Per la Transizione digitale previsti 18,46 miliardi di incentivi

«Nell’ultimo decennio le complesse crisi industriali – Taranto, Melfi e Alitalia – hanno sottratto tempo e drenato ingenti risorse», spiega a Tag43.it Marco Gay, presidente di Anitec-Assinform. «Ciò non toglie che si doveva e poteva fare molto di più». Dopo aver parlato tanto di digital divide e cittadinanza digitale, un piano nazionale infatti non è mai venuto fuori. Pochi giorni fa il ministro del Turismo, Massimo Garavaglia, nel corso del suo intervento alla presentazione della Bit, parlando della transizione digitale alla quale il Pnrr riserva 18,46 miliardi, ha detto: «Siamo talmente indietro che abbiamo potenzialità di crescita enormi». Ma cosa serve per ripartire davvero? «C’è bisogno in primis di investimenti sulle politiche attive. Una cospicua fetta di società – cittadini, lavoratori, imprenditori – non possiede cultura digitale», continua Gay. «La formazione è il punto da dove partire e l’aver destinato 1,5 miliardi agli Istituti tecnici superiori nel Recovery Plan è una svolta significativa». Fondi che nei piani andranno a potenziare i laboratori con tecnologie 4.0 e aumentare gli iscritti.

Il mercato digitale italiano ha chiuso il 2020 con un fatturato di 71,5 miliardi

Nel 2020 il mercato digitale italiano ha chiuso con un -0,6% a fronte di un fatturato di 71,5 miliardi di euro. Il dinamismo più marcato è stato rilevato per le componenti strettamente It come i Digital Enabler che hanno confermato il loro ruolo trainante. In particolare intelligenza artificiale, Cloud, Blockchain, Cyber security, piattaforme per la gestione web, ovvero quelle utilizzate in modo più diffuso per la gestione dell’emergenza: dal lavoro in remoto alla telemedicina, dalla logistica allo shopping online. Nell’insieme sono cresciute con tassi a due cifre e hanno visto progredire la loro quota dal 19,5% del 2019 al 21% del 2020.

Il punto del Digitale in Italia spiegato da Marco Gay
Marco Gay da aprile 2018 è Presidente di Anitec-Assinform (da youtube).

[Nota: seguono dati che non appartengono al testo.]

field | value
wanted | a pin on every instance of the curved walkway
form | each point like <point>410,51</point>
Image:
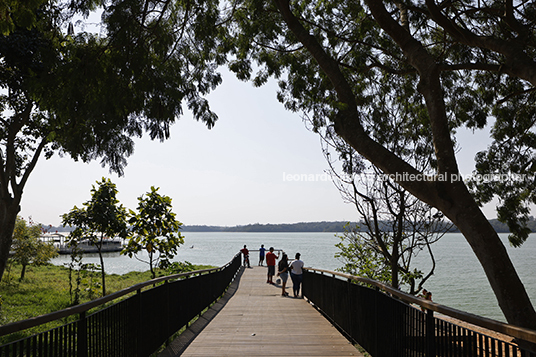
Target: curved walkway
<point>258,321</point>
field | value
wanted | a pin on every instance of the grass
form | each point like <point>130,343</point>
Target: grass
<point>45,289</point>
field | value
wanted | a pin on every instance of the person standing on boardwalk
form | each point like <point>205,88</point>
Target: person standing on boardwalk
<point>245,252</point>
<point>282,269</point>
<point>296,274</point>
<point>262,251</point>
<point>270,262</point>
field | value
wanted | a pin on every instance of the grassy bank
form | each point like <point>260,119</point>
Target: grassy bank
<point>46,289</point>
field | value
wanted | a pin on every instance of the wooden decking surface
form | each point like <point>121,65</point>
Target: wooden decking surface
<point>258,321</point>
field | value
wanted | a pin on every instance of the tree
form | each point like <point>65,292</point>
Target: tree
<point>439,67</point>
<point>155,230</point>
<point>101,218</point>
<point>28,248</point>
<point>86,96</point>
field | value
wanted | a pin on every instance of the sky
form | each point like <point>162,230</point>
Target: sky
<point>237,173</point>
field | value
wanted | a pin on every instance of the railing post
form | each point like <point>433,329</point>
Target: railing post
<point>82,336</point>
<point>430,334</point>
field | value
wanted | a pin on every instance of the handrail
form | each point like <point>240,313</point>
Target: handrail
<point>490,324</point>
<point>39,320</point>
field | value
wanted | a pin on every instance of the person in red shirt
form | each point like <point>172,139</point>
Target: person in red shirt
<point>270,262</point>
<point>245,252</point>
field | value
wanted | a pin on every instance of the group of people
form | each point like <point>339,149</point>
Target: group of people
<point>284,268</point>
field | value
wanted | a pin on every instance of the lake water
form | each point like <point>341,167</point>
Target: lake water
<point>458,282</point>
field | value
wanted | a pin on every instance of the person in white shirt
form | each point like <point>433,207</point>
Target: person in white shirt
<point>296,274</point>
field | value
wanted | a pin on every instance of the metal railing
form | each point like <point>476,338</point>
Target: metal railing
<point>383,321</point>
<point>135,326</point>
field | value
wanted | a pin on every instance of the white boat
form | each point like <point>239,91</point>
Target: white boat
<point>59,240</point>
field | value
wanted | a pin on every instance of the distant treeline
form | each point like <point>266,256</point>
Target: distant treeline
<point>336,227</point>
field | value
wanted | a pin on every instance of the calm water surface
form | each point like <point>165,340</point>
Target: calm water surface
<point>459,280</point>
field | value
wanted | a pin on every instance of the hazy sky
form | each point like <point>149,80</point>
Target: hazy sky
<point>233,174</point>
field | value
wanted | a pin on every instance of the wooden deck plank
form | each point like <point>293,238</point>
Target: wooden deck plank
<point>258,321</point>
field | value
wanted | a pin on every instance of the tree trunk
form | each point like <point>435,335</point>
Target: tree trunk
<point>103,275</point>
<point>23,272</point>
<point>9,208</point>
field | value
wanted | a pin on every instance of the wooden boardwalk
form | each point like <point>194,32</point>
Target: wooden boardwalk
<point>258,321</point>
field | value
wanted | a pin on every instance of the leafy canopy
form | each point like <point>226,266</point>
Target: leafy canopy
<point>154,230</point>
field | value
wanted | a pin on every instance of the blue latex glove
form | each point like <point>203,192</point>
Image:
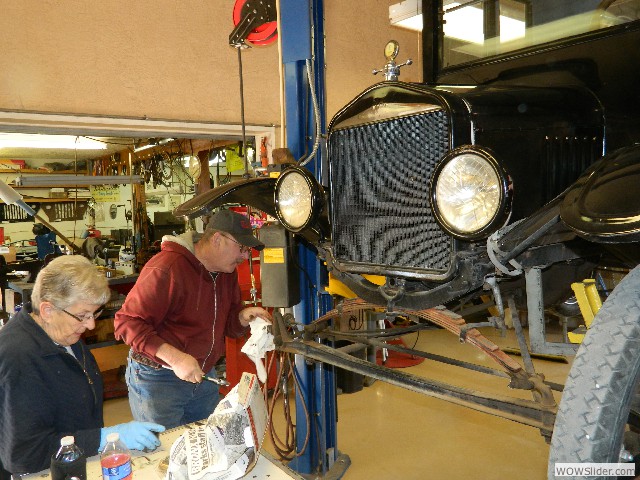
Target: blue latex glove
<point>135,435</point>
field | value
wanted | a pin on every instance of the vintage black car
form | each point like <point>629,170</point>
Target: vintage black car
<point>514,169</point>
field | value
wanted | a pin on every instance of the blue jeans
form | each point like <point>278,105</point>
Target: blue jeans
<point>159,396</point>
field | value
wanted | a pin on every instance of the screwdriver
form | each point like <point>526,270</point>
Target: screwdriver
<point>218,381</point>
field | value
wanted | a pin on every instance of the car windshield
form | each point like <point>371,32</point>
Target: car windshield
<point>477,29</point>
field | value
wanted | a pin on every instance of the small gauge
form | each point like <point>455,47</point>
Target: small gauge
<point>391,50</point>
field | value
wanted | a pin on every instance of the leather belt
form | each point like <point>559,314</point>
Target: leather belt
<point>138,357</point>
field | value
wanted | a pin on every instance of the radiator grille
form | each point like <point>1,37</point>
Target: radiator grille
<point>565,159</point>
<point>380,193</point>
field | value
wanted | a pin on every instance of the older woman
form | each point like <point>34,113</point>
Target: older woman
<point>50,385</point>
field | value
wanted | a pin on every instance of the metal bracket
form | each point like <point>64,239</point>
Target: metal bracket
<point>535,308</point>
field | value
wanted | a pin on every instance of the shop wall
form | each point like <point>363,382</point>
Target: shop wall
<point>170,59</point>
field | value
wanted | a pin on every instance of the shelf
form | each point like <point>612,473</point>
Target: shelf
<point>42,172</point>
<point>22,187</point>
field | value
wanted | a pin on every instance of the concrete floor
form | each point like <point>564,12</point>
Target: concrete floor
<point>393,433</point>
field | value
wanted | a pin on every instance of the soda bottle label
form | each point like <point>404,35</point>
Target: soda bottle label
<point>117,473</point>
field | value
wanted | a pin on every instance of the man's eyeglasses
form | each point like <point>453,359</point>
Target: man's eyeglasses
<point>243,248</point>
<point>87,316</point>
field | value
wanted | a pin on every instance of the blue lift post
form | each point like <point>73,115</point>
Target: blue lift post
<point>302,37</point>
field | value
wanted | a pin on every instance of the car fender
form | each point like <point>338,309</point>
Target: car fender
<point>604,204</point>
<point>255,192</point>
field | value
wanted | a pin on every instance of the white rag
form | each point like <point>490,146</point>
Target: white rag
<point>260,342</point>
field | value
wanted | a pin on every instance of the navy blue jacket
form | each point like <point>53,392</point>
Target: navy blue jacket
<point>45,394</point>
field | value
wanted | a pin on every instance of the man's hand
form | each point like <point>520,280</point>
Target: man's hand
<point>183,365</point>
<point>249,314</point>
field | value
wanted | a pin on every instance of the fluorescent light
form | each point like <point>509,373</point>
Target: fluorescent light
<point>67,142</point>
<point>76,180</point>
<point>152,142</point>
<point>407,14</point>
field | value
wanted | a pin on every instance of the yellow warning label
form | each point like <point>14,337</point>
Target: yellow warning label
<point>273,255</point>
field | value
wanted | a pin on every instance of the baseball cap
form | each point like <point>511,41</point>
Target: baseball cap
<point>236,225</point>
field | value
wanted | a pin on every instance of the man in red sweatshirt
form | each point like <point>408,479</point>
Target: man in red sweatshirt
<point>185,301</point>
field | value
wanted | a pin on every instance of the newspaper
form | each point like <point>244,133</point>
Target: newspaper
<point>227,446</point>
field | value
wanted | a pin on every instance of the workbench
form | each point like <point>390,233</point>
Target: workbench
<point>146,465</point>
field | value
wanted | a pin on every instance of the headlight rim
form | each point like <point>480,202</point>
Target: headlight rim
<point>506,194</point>
<point>316,198</point>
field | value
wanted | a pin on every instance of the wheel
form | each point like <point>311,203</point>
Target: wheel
<point>601,388</point>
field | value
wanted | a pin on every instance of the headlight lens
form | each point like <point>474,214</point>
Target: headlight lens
<point>469,193</point>
<point>294,199</point>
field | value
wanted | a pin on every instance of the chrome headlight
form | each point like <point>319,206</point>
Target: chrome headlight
<point>298,198</point>
<point>470,193</point>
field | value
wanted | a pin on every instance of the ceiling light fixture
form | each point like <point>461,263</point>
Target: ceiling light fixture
<point>406,14</point>
<point>75,180</point>
<point>461,21</point>
<point>34,140</point>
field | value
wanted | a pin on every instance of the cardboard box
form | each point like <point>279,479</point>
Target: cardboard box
<point>8,252</point>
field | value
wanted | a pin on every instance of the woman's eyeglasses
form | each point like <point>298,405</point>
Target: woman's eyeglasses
<point>87,317</point>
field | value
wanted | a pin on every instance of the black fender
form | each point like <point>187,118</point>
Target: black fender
<point>258,193</point>
<point>604,204</point>
<point>255,192</point>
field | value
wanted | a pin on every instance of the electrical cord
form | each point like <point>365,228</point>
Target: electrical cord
<point>316,114</point>
<point>286,448</point>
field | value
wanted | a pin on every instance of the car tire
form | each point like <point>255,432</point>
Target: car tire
<point>602,383</point>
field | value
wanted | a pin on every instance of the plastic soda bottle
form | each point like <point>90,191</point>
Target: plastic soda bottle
<point>115,459</point>
<point>69,461</point>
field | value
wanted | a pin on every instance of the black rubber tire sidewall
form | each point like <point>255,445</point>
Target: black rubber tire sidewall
<point>604,375</point>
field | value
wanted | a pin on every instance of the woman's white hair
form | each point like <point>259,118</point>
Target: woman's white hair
<point>67,280</point>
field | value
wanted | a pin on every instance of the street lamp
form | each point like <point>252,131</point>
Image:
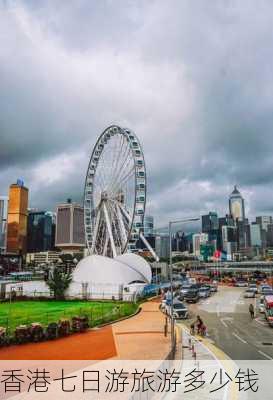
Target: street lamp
<point>179,221</point>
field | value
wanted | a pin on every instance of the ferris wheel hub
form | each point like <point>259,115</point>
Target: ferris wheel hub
<point>104,195</point>
<point>115,193</point>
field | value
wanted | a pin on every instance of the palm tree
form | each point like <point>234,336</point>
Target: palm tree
<point>58,282</point>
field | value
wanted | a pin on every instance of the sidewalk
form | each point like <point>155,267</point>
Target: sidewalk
<point>142,337</point>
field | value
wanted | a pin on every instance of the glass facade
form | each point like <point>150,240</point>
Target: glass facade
<point>39,237</point>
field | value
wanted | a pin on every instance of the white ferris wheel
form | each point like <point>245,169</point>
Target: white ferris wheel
<point>115,193</point>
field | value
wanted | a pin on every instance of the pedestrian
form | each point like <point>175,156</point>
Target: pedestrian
<point>251,310</point>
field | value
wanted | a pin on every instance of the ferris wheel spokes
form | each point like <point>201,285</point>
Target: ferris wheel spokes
<point>115,193</point>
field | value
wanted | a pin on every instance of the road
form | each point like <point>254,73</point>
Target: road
<point>230,328</point>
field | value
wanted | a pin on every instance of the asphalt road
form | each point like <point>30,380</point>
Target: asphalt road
<point>230,327</point>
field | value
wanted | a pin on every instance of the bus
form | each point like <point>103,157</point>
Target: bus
<point>268,309</point>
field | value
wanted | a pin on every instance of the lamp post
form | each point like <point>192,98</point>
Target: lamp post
<point>171,223</point>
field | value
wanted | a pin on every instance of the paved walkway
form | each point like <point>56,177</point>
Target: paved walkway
<point>139,337</point>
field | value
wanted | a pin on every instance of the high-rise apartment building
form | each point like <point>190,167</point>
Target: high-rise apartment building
<point>39,231</point>
<point>197,240</point>
<point>210,223</point>
<point>148,224</point>
<point>264,221</point>
<point>17,218</point>
<point>70,226</point>
<point>236,205</point>
<point>3,223</point>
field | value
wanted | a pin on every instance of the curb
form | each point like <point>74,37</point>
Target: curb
<point>117,320</point>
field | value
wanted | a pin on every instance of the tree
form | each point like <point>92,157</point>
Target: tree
<point>58,282</point>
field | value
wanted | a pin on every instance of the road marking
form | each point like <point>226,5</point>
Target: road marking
<point>264,355</point>
<point>223,322</point>
<point>239,338</point>
<point>264,323</point>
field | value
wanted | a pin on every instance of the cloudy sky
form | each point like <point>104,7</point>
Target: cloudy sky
<point>193,79</point>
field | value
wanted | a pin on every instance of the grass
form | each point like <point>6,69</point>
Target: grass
<point>26,312</point>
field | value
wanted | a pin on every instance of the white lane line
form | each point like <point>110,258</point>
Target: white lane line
<point>264,355</point>
<point>239,338</point>
<point>223,322</point>
<point>264,323</point>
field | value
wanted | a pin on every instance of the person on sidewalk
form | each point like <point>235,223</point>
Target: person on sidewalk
<point>251,311</point>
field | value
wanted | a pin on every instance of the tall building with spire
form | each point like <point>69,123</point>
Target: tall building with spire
<point>17,218</point>
<point>236,205</point>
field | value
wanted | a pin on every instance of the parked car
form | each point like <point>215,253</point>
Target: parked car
<point>180,297</point>
<point>264,288</point>
<point>253,287</point>
<point>267,292</point>
<point>192,296</point>
<point>180,311</point>
<point>249,293</point>
<point>204,292</point>
<point>268,309</point>
<point>185,288</point>
<point>261,304</point>
<point>241,283</point>
<point>213,287</point>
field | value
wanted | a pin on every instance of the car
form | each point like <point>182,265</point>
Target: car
<point>253,287</point>
<point>163,305</point>
<point>261,305</point>
<point>264,288</point>
<point>179,297</point>
<point>180,311</point>
<point>249,293</point>
<point>192,296</point>
<point>241,283</point>
<point>267,292</point>
<point>204,292</point>
<point>213,287</point>
<point>185,288</point>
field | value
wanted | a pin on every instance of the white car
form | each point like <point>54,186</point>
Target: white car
<point>253,287</point>
<point>249,293</point>
<point>180,311</point>
<point>261,305</point>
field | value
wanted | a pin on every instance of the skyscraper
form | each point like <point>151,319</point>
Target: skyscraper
<point>17,218</point>
<point>70,226</point>
<point>264,221</point>
<point>3,223</point>
<point>148,225</point>
<point>39,231</point>
<point>210,223</point>
<point>236,205</point>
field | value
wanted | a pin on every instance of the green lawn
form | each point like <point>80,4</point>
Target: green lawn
<point>25,312</point>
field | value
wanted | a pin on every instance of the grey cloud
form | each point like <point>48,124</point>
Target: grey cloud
<point>193,79</point>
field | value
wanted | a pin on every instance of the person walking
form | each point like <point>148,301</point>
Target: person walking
<point>251,310</point>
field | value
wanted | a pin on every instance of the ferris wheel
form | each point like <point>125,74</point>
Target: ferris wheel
<point>115,193</point>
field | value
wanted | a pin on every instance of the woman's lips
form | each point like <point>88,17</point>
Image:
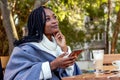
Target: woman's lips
<point>55,26</point>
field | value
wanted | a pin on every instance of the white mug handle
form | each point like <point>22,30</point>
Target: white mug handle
<point>91,56</point>
<point>114,63</point>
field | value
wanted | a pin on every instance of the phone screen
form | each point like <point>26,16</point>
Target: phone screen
<point>75,53</point>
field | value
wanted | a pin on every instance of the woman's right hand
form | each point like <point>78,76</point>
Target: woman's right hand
<point>61,62</point>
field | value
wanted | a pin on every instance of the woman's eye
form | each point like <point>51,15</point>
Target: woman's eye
<point>55,17</point>
<point>47,19</point>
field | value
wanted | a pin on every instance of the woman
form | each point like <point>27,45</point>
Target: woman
<point>43,53</point>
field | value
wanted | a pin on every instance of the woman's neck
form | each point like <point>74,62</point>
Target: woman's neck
<point>49,37</point>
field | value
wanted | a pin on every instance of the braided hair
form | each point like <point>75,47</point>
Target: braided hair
<point>36,23</point>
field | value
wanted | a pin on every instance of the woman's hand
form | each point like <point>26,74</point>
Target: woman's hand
<point>61,62</point>
<point>61,41</point>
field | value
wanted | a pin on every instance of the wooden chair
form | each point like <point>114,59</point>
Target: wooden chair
<point>109,58</point>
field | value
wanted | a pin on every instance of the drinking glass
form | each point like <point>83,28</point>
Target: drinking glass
<point>98,56</point>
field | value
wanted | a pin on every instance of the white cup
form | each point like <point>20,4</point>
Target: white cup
<point>98,56</point>
<point>116,64</point>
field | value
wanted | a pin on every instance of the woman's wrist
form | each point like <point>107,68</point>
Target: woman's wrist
<point>53,66</point>
<point>64,48</point>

La priorità è dare impulso alla digitalizzazione della Pa e della Sanità

«Queste dinamiche confermano la centralità delle tecnologie digitali nell’anno dell’emergenza sanitaria ed economica», continua Gay. «Oggi non basta accontentarsi di fornire soluzioni in un momento difficile. La ripartenza sarà possibile solo con una politica di ricostruzione fondata sull’investimento in eccellenze produttive e di servizio, capaci di creare valore attraverso il digitale, sia nel settore privato che pubblico. E occorre accelerare su infrastrutture a banda larga e 5G». Va detto che alle reti ultraveloci sono destinati 5,31 miliardi. Il Pnrr (43,55 miliardi complessivi per digitalizzazione, innovazione, competitività e cultura) è «un’opportunità unica», insiste il numero uno dell’Associazione italiana per l’Information and Communication Technology. «Con gli investimenti contenuti nel Piano si può dare impulso alla digitalizzazione della Pa (10,01 miliardi, ndr) e della Sanità (9,63 mld, ndr), sostenere le startup innovative e colmare il gap di competenze digitali, anche riconvertendo lavori in phase out. Mai come oggi la sfida è complessa ma possibile e le aziende più virtuose avranno i maggiori benefici».